O secretário de assuntos jurídicos de Santo Antônio do Pinhal, Pedro Nunes, explicou que somente duas pessoas tinham acesso ao sistema e que esse segundo servidor percebeu a fraude e alertou a gestão.
“Tudo foi detectado na sexta-feira. Conversamos com o delegado na sexta-feira, a prefeitura já se encaminhou ao banco, já bloqueou todas as contas para não ter problema, justamente por não saber ainda a dimensão. Fizemos o levantamento de tudo no final de semana. Na segunda feira, já fomos a delegacia com toda a documentação levantada e foi a documentação que serviu ao delegado pra fazer todos o pedidos, inclusive o de prisão. Até o momento, a participação é somente dela”, explicou o secretário.
Ainda segundo o secretário, foi um choque para a cidade descobrir o desvio de verba, ainda mais com a suspeita de que o dinheiro público estava sendo usado para jogos em plataformas de apostas.
“É uma cidade pequena, todo mundo se conhece. O choque foi tremendo, porque não havia desconfiança. Sobre aposta, foi um choque pra todo mundo. Não só a postura de fazer o que fez, do desvio de recurso público, mas também de aposta. Não era uma pessoa que dava sinais. Então foi uma surpresa”, afirmou.
O secretário acrescentou que o ocorrido ainda não havia sido percebido, pois a prefeitura tem mais de 150 contas bancárias.
“A prefeitura tem mais de 150 contas bancárias, por uma série de necessidades, inclusive legais. Então até onde a gente levantou, ela tirava dinheiro de várias constas do município, e jogava em uma conta específica, essa conta específica ela camuflou inclusive no próprio sistema, e aí dessa conta específica passava pra conta pessoal dela”, afirmou o secretário.
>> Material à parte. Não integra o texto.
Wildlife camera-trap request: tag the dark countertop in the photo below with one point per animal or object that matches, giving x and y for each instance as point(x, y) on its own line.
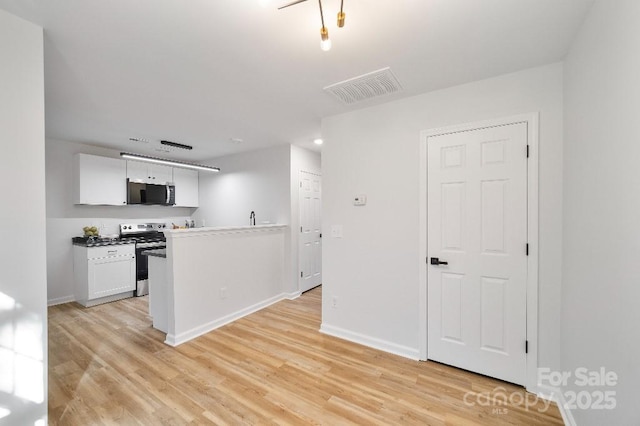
point(98, 242)
point(157, 253)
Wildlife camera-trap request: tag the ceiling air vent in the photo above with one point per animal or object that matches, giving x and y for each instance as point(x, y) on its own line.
point(367, 86)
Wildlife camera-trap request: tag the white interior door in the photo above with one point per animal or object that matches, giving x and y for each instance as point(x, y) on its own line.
point(310, 243)
point(477, 223)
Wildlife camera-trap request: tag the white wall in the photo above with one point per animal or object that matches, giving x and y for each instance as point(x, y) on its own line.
point(373, 270)
point(65, 220)
point(250, 181)
point(308, 161)
point(23, 285)
point(258, 181)
point(601, 284)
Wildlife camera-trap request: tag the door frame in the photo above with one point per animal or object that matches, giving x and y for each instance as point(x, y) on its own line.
point(299, 186)
point(532, 120)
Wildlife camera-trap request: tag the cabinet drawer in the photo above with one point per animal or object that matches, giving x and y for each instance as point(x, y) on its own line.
point(108, 251)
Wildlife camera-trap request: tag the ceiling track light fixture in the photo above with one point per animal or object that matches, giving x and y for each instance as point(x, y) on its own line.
point(166, 162)
point(325, 42)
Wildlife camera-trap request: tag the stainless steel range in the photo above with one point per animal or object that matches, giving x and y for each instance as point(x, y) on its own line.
point(146, 236)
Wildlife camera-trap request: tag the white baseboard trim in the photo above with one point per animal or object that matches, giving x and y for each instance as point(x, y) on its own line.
point(293, 295)
point(556, 395)
point(61, 300)
point(175, 340)
point(372, 342)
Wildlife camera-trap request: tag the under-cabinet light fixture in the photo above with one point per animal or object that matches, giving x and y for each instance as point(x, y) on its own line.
point(166, 162)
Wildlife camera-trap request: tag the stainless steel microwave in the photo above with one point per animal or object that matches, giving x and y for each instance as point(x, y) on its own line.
point(150, 194)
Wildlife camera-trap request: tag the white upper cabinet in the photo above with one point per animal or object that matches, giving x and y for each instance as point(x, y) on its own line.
point(186, 182)
point(138, 171)
point(99, 180)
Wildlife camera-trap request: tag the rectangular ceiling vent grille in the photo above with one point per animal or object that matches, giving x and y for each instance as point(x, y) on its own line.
point(366, 86)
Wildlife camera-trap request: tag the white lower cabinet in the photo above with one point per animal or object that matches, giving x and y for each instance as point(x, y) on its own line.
point(186, 182)
point(104, 274)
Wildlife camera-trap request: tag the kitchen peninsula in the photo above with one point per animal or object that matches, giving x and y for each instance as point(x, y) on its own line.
point(212, 276)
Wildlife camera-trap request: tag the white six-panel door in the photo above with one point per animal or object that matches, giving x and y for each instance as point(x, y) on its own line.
point(477, 224)
point(310, 243)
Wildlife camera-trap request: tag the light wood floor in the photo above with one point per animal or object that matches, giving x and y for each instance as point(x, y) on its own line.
point(108, 366)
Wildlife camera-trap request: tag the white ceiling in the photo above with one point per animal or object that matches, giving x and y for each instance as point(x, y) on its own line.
point(201, 72)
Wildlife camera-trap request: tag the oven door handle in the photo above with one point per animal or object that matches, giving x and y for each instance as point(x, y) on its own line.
point(150, 245)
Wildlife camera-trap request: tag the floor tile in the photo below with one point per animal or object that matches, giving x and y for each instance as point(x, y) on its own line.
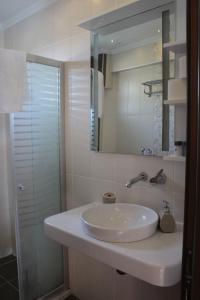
point(15, 282)
point(8, 293)
point(7, 259)
point(9, 270)
point(72, 298)
point(2, 281)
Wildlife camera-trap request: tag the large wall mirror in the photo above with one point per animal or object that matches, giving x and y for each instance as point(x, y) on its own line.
point(129, 74)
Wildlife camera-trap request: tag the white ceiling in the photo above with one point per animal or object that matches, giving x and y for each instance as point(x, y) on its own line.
point(13, 11)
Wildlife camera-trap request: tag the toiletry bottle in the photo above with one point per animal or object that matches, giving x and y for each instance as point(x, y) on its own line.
point(167, 222)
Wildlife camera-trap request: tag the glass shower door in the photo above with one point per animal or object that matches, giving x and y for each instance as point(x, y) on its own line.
point(36, 144)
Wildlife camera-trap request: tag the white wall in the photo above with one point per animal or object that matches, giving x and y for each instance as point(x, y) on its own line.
point(5, 224)
point(5, 221)
point(54, 33)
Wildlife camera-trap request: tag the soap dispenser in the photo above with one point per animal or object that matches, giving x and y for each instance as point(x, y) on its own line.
point(167, 222)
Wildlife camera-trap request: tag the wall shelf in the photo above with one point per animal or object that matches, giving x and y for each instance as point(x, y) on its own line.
point(175, 102)
point(176, 47)
point(174, 158)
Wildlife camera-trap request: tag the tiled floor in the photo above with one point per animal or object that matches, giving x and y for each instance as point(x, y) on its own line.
point(8, 278)
point(9, 281)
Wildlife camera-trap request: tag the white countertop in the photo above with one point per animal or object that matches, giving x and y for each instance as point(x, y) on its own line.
point(156, 260)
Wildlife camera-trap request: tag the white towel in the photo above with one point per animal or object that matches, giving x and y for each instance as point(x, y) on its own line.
point(13, 80)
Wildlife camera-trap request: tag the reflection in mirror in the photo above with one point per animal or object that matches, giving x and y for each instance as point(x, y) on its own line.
point(127, 87)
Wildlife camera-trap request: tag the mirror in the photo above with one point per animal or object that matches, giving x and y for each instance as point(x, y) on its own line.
point(128, 75)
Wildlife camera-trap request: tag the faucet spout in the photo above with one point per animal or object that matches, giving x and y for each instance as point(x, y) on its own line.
point(141, 177)
point(160, 178)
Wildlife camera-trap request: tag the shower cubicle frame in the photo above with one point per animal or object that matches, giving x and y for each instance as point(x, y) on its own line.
point(63, 291)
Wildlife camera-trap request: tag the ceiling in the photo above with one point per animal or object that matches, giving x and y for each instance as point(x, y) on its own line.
point(13, 11)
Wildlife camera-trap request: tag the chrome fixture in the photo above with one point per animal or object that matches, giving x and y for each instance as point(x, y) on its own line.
point(160, 178)
point(141, 177)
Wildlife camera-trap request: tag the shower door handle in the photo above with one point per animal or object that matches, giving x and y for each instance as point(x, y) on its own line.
point(21, 187)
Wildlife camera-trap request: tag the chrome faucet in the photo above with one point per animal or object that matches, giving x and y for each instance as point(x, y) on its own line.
point(141, 177)
point(160, 178)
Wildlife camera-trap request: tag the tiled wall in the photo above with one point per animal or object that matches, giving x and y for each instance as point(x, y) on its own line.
point(53, 32)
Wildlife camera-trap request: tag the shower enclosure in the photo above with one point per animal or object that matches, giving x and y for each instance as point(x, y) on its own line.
point(38, 167)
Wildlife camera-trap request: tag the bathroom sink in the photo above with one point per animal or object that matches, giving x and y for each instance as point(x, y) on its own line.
point(119, 222)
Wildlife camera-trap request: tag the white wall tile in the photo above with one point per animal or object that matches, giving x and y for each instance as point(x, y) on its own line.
point(54, 33)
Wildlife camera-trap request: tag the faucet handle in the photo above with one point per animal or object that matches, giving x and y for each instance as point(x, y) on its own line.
point(160, 178)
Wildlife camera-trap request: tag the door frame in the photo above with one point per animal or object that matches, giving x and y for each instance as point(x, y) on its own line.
point(12, 192)
point(191, 243)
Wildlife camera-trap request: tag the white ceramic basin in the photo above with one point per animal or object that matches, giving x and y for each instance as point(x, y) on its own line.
point(119, 222)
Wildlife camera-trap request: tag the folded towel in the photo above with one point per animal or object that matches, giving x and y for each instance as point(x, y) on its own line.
point(13, 80)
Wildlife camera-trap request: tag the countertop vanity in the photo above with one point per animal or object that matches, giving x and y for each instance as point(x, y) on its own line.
point(156, 260)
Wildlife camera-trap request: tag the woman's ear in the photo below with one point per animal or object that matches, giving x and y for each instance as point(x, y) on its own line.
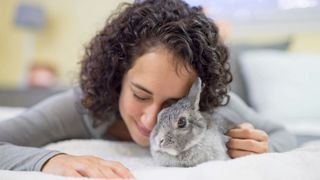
point(194, 93)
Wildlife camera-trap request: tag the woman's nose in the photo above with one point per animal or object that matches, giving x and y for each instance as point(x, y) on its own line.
point(149, 118)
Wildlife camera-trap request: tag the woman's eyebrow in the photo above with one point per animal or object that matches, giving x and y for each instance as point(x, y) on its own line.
point(141, 87)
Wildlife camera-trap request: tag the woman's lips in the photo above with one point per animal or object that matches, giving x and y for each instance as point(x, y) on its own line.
point(144, 131)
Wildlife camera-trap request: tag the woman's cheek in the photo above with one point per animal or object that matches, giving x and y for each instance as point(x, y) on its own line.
point(134, 108)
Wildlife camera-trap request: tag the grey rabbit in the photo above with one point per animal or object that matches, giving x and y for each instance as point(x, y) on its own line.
point(183, 136)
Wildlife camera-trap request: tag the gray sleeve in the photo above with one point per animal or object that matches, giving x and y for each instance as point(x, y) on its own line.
point(54, 119)
point(280, 140)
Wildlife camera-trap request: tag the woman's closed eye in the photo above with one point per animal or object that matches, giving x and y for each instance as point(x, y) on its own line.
point(140, 98)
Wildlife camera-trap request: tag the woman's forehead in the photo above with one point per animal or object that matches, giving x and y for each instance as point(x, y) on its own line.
point(156, 71)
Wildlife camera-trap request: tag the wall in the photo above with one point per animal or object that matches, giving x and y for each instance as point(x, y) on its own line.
point(71, 24)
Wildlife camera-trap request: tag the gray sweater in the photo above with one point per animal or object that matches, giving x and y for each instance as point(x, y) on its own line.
point(61, 117)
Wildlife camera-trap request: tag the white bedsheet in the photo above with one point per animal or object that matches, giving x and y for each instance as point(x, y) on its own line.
point(301, 163)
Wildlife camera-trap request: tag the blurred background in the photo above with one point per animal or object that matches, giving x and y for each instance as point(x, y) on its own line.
point(42, 41)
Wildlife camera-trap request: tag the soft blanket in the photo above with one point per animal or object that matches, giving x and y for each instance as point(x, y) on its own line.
point(301, 163)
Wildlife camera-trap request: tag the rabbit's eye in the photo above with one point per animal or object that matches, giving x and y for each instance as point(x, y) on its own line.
point(182, 122)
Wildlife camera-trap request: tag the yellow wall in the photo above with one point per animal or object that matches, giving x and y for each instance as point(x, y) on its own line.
point(71, 24)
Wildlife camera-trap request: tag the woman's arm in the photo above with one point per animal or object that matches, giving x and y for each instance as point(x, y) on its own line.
point(52, 120)
point(279, 139)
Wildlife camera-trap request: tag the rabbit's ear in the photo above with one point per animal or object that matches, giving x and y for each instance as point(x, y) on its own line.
point(194, 93)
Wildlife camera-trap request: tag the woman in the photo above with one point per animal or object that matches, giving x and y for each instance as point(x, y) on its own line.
point(144, 59)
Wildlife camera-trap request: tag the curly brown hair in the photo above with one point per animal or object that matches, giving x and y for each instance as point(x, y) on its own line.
point(136, 28)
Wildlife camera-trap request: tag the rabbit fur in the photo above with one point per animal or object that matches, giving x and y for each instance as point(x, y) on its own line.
point(183, 136)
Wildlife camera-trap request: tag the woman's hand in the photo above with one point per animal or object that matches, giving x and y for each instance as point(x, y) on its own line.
point(85, 166)
point(245, 140)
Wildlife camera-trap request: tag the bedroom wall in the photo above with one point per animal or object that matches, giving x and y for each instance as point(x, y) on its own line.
point(70, 26)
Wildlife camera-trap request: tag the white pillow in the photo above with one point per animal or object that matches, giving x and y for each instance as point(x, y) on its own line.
point(10, 112)
point(283, 85)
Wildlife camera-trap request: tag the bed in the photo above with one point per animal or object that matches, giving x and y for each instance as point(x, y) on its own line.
point(250, 81)
point(300, 163)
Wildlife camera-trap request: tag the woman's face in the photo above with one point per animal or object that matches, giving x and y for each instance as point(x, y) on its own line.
point(151, 84)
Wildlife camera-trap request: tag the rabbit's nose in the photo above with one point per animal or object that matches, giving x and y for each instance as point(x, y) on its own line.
point(161, 142)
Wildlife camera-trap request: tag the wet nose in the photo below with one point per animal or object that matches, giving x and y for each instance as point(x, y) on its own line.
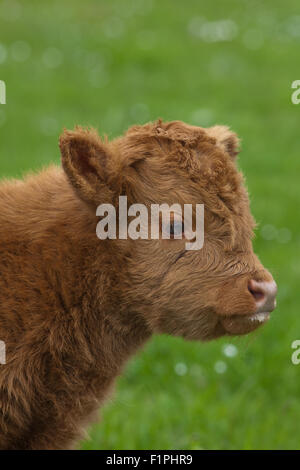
point(264, 294)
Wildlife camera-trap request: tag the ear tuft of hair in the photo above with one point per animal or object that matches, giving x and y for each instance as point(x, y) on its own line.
point(225, 139)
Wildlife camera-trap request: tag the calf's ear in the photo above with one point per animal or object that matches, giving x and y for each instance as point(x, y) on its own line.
point(86, 161)
point(225, 139)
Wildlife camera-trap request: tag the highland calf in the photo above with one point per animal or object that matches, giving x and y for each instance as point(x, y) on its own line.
point(74, 308)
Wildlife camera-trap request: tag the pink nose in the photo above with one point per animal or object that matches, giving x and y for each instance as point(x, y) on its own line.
point(264, 293)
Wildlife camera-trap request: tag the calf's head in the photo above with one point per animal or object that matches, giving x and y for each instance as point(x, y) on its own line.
point(219, 289)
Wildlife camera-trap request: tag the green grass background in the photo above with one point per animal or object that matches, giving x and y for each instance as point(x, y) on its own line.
point(110, 64)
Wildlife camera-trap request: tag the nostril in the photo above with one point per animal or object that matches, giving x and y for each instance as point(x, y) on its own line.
point(256, 290)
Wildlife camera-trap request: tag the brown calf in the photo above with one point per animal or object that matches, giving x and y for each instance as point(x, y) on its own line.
point(74, 308)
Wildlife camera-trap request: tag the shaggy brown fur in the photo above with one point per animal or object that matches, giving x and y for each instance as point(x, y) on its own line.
point(74, 308)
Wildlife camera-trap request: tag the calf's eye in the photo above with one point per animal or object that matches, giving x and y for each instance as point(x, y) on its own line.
point(173, 230)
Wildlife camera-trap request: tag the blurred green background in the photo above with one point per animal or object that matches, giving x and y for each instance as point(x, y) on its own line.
point(110, 64)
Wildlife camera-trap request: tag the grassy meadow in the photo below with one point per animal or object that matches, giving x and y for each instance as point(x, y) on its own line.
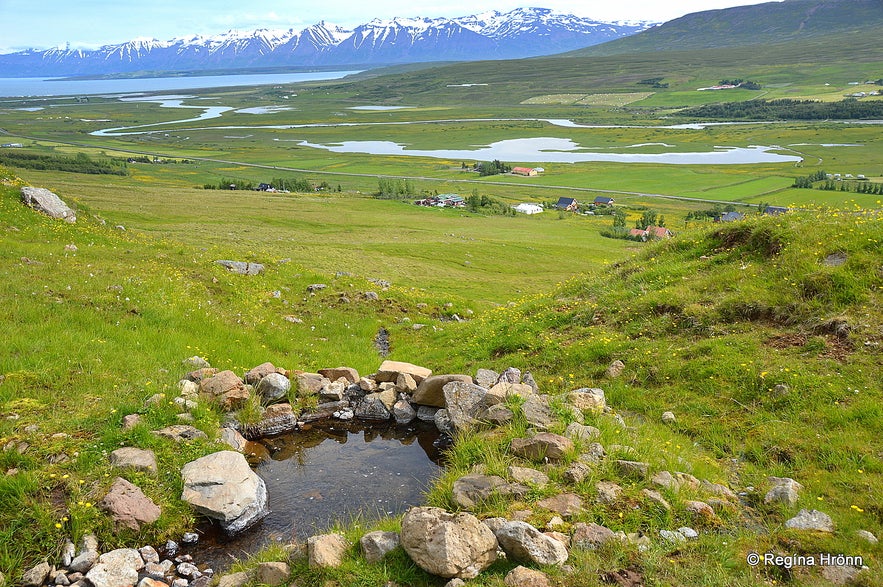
point(98, 315)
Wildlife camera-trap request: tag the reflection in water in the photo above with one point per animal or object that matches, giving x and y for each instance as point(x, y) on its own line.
point(333, 472)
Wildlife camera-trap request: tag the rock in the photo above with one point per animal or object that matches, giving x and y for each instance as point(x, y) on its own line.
point(241, 267)
point(699, 510)
point(577, 472)
point(181, 432)
point(510, 375)
point(225, 388)
point(564, 504)
point(543, 445)
point(223, 487)
point(310, 383)
point(486, 377)
point(403, 412)
point(590, 399)
point(615, 369)
point(389, 371)
point(528, 475)
point(336, 373)
point(195, 362)
point(812, 520)
point(117, 568)
point(537, 412)
point(46, 202)
point(524, 577)
point(656, 498)
point(429, 392)
point(498, 415)
point(36, 576)
point(469, 490)
point(255, 374)
point(784, 490)
point(465, 403)
point(128, 506)
point(523, 542)
point(239, 579)
point(632, 469)
point(272, 574)
point(581, 432)
point(608, 492)
point(590, 536)
point(233, 439)
point(136, 459)
point(273, 387)
point(376, 545)
point(448, 545)
point(326, 550)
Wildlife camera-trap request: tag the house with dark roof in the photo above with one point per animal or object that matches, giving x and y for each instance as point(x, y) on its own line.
point(569, 204)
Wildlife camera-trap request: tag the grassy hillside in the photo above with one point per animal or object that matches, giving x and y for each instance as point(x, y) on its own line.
point(709, 325)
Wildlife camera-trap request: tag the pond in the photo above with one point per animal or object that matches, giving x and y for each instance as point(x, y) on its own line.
point(333, 472)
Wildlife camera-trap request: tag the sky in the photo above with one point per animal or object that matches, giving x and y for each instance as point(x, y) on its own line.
point(88, 24)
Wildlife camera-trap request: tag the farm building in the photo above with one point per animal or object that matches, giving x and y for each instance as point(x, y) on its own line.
point(569, 204)
point(528, 208)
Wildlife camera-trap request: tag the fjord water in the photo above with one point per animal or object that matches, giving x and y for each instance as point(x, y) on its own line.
point(334, 472)
point(18, 87)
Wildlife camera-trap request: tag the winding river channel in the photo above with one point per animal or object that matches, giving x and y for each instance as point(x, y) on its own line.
point(534, 149)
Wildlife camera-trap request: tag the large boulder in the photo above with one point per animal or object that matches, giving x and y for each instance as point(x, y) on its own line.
point(42, 200)
point(448, 545)
point(522, 542)
point(128, 506)
point(429, 392)
point(223, 487)
point(389, 372)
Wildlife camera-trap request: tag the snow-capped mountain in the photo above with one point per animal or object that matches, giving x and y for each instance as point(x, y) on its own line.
point(524, 32)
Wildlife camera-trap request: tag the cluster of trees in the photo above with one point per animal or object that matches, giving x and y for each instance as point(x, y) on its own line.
point(807, 181)
point(494, 167)
point(279, 184)
point(849, 109)
point(79, 163)
point(742, 83)
point(488, 205)
point(395, 189)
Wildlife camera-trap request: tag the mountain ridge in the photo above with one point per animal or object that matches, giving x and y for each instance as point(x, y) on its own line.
point(520, 33)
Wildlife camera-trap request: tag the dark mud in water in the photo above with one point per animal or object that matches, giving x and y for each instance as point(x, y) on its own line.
point(335, 471)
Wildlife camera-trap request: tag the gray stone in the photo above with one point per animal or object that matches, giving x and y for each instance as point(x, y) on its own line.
point(46, 202)
point(537, 412)
point(37, 575)
point(544, 445)
point(241, 267)
point(136, 459)
point(448, 545)
point(581, 432)
point(590, 399)
point(326, 550)
point(812, 520)
point(590, 536)
point(272, 574)
point(128, 506)
point(223, 487)
point(522, 542)
point(273, 387)
point(430, 391)
point(403, 412)
point(376, 545)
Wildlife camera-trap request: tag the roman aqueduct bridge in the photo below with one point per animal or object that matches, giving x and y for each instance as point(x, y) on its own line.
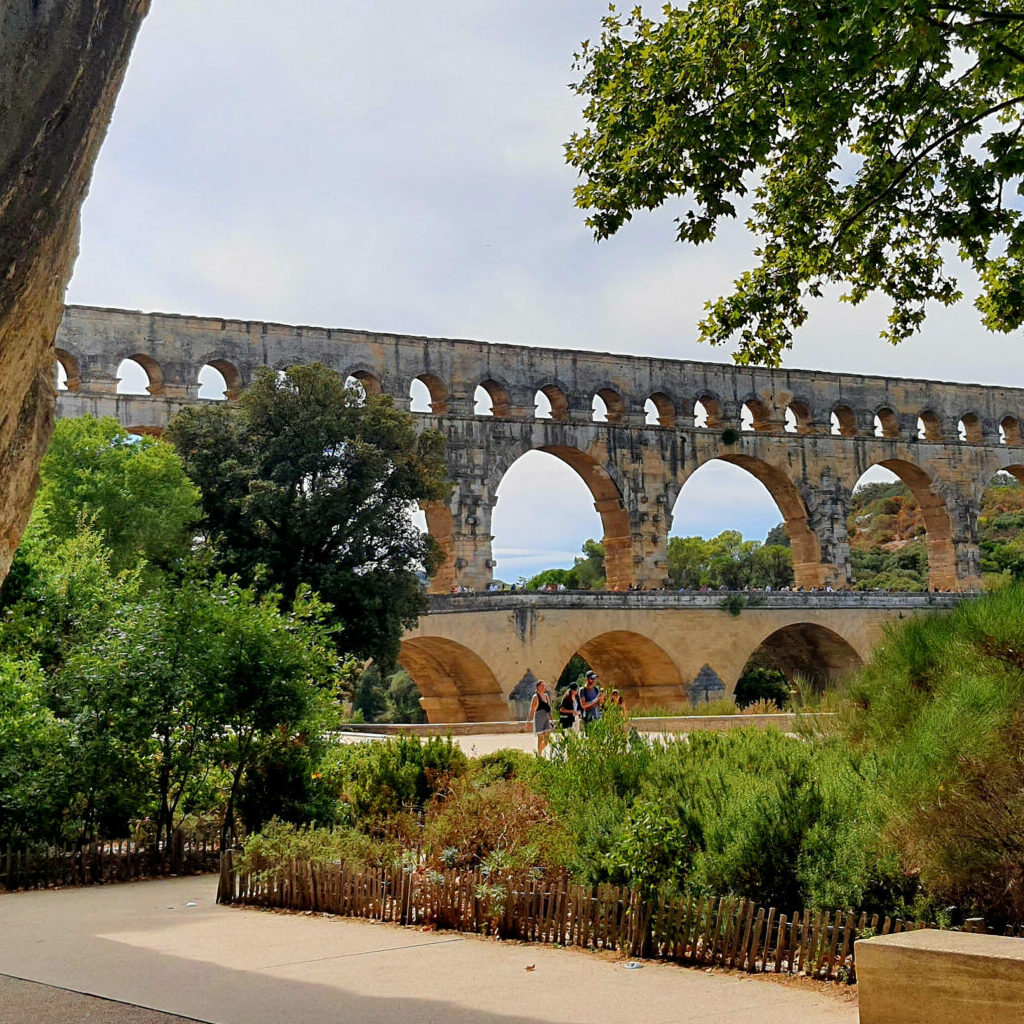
point(807, 436)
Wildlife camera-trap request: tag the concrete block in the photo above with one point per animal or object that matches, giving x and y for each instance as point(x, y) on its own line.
point(933, 977)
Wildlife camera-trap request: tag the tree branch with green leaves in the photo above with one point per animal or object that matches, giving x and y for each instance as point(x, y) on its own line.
point(863, 141)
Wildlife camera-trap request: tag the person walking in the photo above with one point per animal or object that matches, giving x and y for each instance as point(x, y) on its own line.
point(590, 699)
point(540, 716)
point(568, 710)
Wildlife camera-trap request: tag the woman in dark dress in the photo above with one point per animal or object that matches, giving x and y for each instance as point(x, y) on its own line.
point(568, 710)
point(540, 715)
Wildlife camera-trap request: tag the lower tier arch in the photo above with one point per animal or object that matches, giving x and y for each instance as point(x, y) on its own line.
point(456, 683)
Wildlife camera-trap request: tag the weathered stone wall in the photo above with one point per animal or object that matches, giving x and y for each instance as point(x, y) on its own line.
point(469, 652)
point(635, 470)
point(60, 68)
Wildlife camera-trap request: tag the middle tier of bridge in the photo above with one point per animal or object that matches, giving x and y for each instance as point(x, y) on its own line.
point(470, 653)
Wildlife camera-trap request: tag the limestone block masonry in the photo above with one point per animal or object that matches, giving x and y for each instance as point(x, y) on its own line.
point(807, 436)
point(60, 69)
point(468, 653)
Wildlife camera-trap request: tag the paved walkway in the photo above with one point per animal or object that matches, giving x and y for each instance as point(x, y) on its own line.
point(167, 946)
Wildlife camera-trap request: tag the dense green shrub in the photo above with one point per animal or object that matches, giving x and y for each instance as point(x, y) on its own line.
point(376, 780)
point(280, 842)
point(505, 818)
point(940, 707)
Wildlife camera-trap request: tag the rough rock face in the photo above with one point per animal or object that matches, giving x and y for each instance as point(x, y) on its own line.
point(61, 64)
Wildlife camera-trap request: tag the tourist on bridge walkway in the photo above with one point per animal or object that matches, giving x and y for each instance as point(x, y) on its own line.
point(540, 715)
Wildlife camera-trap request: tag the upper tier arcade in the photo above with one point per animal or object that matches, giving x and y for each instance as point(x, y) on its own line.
point(808, 436)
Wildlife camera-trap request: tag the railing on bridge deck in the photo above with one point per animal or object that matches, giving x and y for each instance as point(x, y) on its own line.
point(669, 599)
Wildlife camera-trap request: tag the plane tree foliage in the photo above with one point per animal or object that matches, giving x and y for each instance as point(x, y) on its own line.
point(132, 491)
point(127, 697)
point(306, 482)
point(863, 141)
point(728, 560)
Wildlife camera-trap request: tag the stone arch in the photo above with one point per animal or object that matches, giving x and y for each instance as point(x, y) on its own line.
point(229, 372)
point(969, 428)
point(800, 416)
point(843, 421)
point(808, 569)
point(558, 399)
point(708, 407)
point(810, 650)
point(1011, 427)
point(760, 413)
point(499, 397)
point(1015, 471)
point(613, 404)
point(368, 380)
point(886, 423)
point(438, 392)
point(456, 684)
point(929, 426)
point(938, 524)
point(607, 495)
point(665, 409)
point(636, 666)
point(153, 371)
point(72, 369)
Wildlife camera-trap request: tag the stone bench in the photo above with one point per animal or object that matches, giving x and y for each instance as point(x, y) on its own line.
point(933, 977)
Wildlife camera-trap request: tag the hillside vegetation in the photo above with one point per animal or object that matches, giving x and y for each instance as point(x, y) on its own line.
point(888, 548)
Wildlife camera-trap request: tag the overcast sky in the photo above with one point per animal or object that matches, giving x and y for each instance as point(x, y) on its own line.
point(398, 167)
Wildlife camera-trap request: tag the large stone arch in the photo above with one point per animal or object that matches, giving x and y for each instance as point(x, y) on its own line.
point(810, 650)
point(636, 666)
point(939, 530)
point(233, 382)
point(456, 684)
point(607, 495)
point(808, 568)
“Além da questão criminal, o município também já ingressou com ação civil de improbidade contra a servidora e pleiteamos ressarcimento, para que o município consiga buscar esse dinheiro, não é um dinheiro que a gente dê por perdido, a gente ainda vai buscar isso daí, porque foi furto de um ilícito”, finalizou.
Santo Antônio do Pinhal
Associação Comercial e Turística de Santo Antônio do Pinhal
Senhas e acessos
A secretaria de Assuntos Jurídicos explicou que o sistema financeiro da Prefeitura possui mecanismos de controle interno, incluindo acessos compartilhados.
Segundo a pasta, duas pessoas tinham acesso às senhas. A apuração busca esclarecer como as transferências foram realizadas sem que as inconsistências fossem detectadas anteriormente.